Locally there are a variety of responses to the problem of plastic shopping bags. One store offers a weekly drawing of $25 to those who bring their own bags. Another has recycling bins. Some reuse boxes from shipping instead of bags. Others ignore the issue. I've seen the community practice in Belgium of bringing empty bags to the store and putting them in a large bin for re-use. Ireland has a tax on bags. Great Britain was debating a tax, but the supporting arguments have hit a pothole.
It turns out that the old Greenpeace arguments that have been copied for years were lies. This could end the proposed tax. The press is beginning to at least report environmentalist fraud when someone else does the work of exposing it. It does say something that this error went unreported for so many years. The press does do fact checking of claims by some politicians and companies. They really should check the claims of anyone who alleges scientific support. Too many of those claims are simply false if you check the original science.

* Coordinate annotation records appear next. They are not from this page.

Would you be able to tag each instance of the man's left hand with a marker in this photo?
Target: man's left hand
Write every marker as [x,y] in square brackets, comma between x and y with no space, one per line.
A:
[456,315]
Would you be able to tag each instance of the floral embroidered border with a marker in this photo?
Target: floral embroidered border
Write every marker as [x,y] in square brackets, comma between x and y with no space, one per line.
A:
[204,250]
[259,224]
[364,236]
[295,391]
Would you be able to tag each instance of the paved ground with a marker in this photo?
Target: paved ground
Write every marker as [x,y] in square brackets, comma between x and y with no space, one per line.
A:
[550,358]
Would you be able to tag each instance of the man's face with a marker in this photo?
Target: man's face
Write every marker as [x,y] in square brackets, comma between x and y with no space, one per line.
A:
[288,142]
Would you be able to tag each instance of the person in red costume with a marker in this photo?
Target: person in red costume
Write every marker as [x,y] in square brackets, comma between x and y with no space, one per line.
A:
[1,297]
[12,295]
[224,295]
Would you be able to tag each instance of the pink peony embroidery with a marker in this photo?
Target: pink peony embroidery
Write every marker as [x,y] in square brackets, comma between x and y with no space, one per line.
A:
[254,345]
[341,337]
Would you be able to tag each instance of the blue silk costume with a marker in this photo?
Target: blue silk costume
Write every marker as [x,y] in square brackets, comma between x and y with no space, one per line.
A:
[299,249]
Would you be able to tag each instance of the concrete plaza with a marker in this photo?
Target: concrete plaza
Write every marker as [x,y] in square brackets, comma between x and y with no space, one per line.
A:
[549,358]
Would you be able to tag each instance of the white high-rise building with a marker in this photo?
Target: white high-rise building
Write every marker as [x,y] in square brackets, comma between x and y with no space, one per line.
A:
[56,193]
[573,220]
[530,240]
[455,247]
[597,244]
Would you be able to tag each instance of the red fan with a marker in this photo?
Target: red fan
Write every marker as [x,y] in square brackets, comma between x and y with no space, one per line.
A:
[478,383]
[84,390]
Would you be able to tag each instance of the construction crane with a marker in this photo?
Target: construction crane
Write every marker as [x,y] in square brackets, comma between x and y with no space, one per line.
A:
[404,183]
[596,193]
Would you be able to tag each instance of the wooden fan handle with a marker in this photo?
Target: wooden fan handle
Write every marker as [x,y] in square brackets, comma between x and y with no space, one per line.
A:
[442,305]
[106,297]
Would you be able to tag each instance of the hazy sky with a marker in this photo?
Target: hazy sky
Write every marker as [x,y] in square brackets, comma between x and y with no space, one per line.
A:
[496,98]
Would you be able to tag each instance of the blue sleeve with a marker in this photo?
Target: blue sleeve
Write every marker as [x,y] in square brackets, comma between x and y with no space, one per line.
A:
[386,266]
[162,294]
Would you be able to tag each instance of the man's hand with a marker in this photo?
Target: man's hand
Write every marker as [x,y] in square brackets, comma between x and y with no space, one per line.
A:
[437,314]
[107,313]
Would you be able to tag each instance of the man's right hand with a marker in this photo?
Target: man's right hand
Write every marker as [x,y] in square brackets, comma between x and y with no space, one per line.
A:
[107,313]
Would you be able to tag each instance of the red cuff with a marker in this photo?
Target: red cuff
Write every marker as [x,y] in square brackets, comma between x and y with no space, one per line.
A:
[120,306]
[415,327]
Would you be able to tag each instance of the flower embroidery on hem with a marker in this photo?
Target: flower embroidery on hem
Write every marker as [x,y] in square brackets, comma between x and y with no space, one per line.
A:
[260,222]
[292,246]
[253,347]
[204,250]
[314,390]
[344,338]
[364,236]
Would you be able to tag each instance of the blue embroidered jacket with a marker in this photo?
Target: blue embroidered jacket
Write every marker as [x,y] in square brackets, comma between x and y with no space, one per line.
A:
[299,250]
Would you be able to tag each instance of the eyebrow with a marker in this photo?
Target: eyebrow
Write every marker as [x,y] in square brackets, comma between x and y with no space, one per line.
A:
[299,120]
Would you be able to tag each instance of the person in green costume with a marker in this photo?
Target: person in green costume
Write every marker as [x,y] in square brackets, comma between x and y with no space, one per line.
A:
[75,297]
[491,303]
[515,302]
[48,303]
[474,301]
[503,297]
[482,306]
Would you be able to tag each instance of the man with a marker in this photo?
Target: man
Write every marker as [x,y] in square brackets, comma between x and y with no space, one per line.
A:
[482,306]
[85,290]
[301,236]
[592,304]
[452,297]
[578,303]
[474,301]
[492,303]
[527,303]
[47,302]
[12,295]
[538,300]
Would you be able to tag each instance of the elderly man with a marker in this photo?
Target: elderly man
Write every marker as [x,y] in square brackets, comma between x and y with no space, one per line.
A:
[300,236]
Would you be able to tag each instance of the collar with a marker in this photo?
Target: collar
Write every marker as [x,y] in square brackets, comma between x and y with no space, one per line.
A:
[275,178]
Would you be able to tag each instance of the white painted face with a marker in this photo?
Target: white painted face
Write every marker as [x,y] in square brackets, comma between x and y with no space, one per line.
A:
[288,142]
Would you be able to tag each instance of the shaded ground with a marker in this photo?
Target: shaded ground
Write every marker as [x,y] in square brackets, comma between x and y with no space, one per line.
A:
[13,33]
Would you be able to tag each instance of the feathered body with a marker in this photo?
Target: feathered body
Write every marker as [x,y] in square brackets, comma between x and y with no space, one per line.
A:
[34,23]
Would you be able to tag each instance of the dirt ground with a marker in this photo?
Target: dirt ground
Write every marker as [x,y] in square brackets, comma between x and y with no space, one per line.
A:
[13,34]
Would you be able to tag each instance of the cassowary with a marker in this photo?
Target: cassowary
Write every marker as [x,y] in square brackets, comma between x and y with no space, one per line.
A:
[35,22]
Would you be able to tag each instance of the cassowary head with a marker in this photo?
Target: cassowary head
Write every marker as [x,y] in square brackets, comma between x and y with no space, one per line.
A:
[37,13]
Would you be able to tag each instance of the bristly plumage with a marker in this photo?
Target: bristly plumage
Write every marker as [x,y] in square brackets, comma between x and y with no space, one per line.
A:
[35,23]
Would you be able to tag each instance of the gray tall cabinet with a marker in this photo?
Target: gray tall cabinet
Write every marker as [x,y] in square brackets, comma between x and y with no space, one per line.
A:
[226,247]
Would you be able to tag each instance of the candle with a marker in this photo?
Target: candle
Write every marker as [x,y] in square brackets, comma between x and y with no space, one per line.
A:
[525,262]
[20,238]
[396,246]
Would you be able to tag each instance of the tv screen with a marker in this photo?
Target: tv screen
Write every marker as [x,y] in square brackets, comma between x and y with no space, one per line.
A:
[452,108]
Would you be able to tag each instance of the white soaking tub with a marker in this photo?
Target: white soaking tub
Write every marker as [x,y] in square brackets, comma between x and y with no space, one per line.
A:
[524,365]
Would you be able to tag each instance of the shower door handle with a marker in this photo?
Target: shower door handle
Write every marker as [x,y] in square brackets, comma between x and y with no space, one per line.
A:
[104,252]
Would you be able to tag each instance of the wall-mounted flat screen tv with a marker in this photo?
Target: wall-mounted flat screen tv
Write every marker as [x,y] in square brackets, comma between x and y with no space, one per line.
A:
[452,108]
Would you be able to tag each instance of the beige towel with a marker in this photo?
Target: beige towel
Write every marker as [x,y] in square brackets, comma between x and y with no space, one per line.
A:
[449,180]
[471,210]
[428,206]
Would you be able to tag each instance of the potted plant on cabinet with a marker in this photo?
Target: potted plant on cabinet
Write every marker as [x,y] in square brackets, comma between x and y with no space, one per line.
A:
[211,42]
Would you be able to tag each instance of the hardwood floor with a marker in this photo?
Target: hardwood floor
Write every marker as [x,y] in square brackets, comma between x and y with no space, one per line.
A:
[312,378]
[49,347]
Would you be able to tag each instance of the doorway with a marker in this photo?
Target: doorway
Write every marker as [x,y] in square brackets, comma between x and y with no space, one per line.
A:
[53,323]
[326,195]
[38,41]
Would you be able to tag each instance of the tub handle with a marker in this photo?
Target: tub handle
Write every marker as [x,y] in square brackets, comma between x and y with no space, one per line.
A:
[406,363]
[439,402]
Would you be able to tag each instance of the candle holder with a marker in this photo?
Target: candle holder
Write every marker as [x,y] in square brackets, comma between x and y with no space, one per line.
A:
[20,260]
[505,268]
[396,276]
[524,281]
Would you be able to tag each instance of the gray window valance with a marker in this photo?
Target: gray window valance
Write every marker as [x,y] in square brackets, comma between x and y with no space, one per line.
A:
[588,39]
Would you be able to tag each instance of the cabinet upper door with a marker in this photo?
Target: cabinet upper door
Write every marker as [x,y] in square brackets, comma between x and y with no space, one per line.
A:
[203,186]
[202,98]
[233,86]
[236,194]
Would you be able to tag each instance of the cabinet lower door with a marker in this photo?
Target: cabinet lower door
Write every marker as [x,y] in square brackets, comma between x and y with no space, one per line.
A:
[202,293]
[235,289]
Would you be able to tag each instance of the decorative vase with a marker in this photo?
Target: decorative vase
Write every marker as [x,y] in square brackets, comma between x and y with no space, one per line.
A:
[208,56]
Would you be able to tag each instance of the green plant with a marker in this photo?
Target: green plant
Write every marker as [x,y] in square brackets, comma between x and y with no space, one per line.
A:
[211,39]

There are cultural variations at work in the different approaches taken to reducing bag use. There are good arguments for reducing use to lower costs, lower trash volumes, etc. There never was a need to tell those lies. But political activists have trouble arguing for a change lacks a strong emotional hook. Paper shopping bags and plastic are both unnecessary expenses. They are unnecessary trash. Saving money and reducing trash lacks the emotional hook of millions of dying animals, but it has the advantage of truth. The problem becomes one of the best cultural way to implement a sensible reduction approach.